Since so many organizations structure work in the form of projects, integrating knowledge sharing and reuse into the standard project management methodology is a particularly common approach. This strategy has been highly effective for Consolidated Contractors Company (CCC), one of the largest engineering and construction companies in the Middle East.
CCC has integrated KM into key project roles and the overall project lifecycle. When a new project is assigned, CCC’s Construction Support Department sends the KM team a notification that includes the project name, team members, scope, key tasks, timeline, and location. The KM team then uses this information to build a profile for that project in the KM system. Based on the profile, the KM team selects lessons learned that might be relevant to the project and sends those to the project team as pre-reading before the project even launches. KM staff also offer support to the project team and establish KM as a resource if the project team is looking for method statements (which are similar to standard operating procedures) or has any other knowledge-related requests.

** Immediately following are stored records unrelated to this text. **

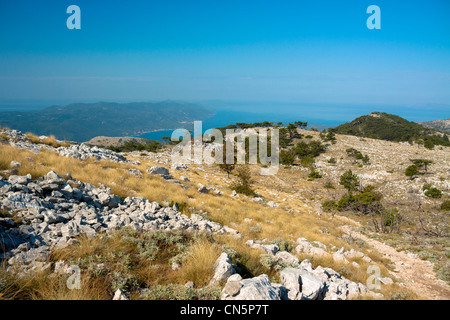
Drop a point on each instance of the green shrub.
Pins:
(349, 180)
(412, 170)
(390, 217)
(314, 175)
(287, 157)
(282, 244)
(329, 205)
(332, 160)
(445, 205)
(180, 292)
(243, 185)
(364, 203)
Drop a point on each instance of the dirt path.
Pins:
(417, 275)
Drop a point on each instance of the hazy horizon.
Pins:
(298, 58)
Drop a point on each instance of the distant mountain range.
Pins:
(83, 121)
(380, 125)
(440, 125)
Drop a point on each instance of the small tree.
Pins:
(421, 163)
(243, 185)
(349, 180)
(287, 157)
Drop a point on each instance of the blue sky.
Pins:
(304, 52)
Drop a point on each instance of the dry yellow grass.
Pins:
(198, 266)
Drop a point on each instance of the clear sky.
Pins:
(287, 51)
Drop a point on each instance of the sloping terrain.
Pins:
(440, 125)
(380, 125)
(132, 236)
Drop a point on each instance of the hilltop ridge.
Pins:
(84, 121)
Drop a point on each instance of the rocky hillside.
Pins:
(84, 121)
(380, 125)
(138, 226)
(440, 125)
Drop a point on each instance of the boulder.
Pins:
(302, 284)
(257, 288)
(222, 269)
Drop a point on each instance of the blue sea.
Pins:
(317, 115)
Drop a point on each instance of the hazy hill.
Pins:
(380, 125)
(440, 125)
(83, 121)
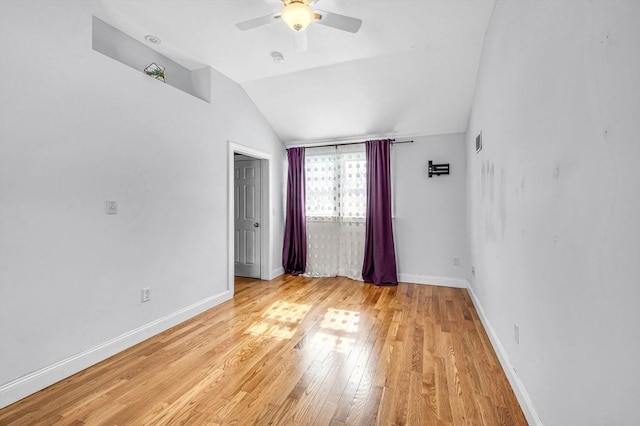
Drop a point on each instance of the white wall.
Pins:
(430, 213)
(554, 203)
(78, 128)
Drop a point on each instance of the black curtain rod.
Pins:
(393, 142)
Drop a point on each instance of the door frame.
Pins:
(265, 240)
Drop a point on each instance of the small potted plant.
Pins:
(155, 71)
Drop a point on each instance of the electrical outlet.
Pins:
(146, 294)
(111, 207)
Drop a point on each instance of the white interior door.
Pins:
(248, 224)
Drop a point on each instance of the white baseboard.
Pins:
(431, 280)
(40, 379)
(516, 384)
(276, 272)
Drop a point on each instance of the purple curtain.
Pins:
(379, 252)
(294, 250)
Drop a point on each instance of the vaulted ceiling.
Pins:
(410, 70)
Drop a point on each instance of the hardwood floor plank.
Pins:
(298, 351)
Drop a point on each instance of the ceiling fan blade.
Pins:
(258, 22)
(341, 22)
(300, 44)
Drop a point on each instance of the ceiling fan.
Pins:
(298, 15)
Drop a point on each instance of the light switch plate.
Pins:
(111, 207)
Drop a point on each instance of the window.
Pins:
(336, 183)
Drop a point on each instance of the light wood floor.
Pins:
(297, 351)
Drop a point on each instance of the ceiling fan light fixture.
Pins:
(297, 15)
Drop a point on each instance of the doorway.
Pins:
(259, 257)
(247, 231)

At the project kickoff meeting, the Construction Support Department advises the project team to review the recommended lessons and to use KM as a resource to ensure on-time, on-budget delivery. Then as the project progresses, the KM team visits the work site to host custom training and identify ways KM can provide support. In addition, each project team has at least two members assigned to connect with KM and ensure that the team pulls relevant knowledge out of CCC’s systems and documents its experiences and lessons where needed. On many project teams, subject matter experts and project managers also play a role in integrating KM into the project.
Importantly, however, it is not mandatory for CCC project teams to use KM. “Formal integration of KM and projects would not work for us,” said Mustafa Abusalah, senior KM specialist at CCC. Positioning KM as a recommended resource, rather than a project requirement, has worked well for the company. Most project managers are familiar with KM and the KM team, and they use KM resources because they see them as a way to save time and money on their projects.
In most cases, it is better to follow CCC’s example and present KM approaches and resources as helpful enablers than to mandate their use. At both CCC and Shopify, KM thrives because employees see it as a tool to help them get things done faster and better—whether they’re constructing a building or helping customers set up online storefronts. If you design KM solutions to align with the problems employees need to solve, make it easy for them to access the available resources, and then build prompts and reminders into your business processes, you’ll be well on your way to embedding KM into the culture and the way people work.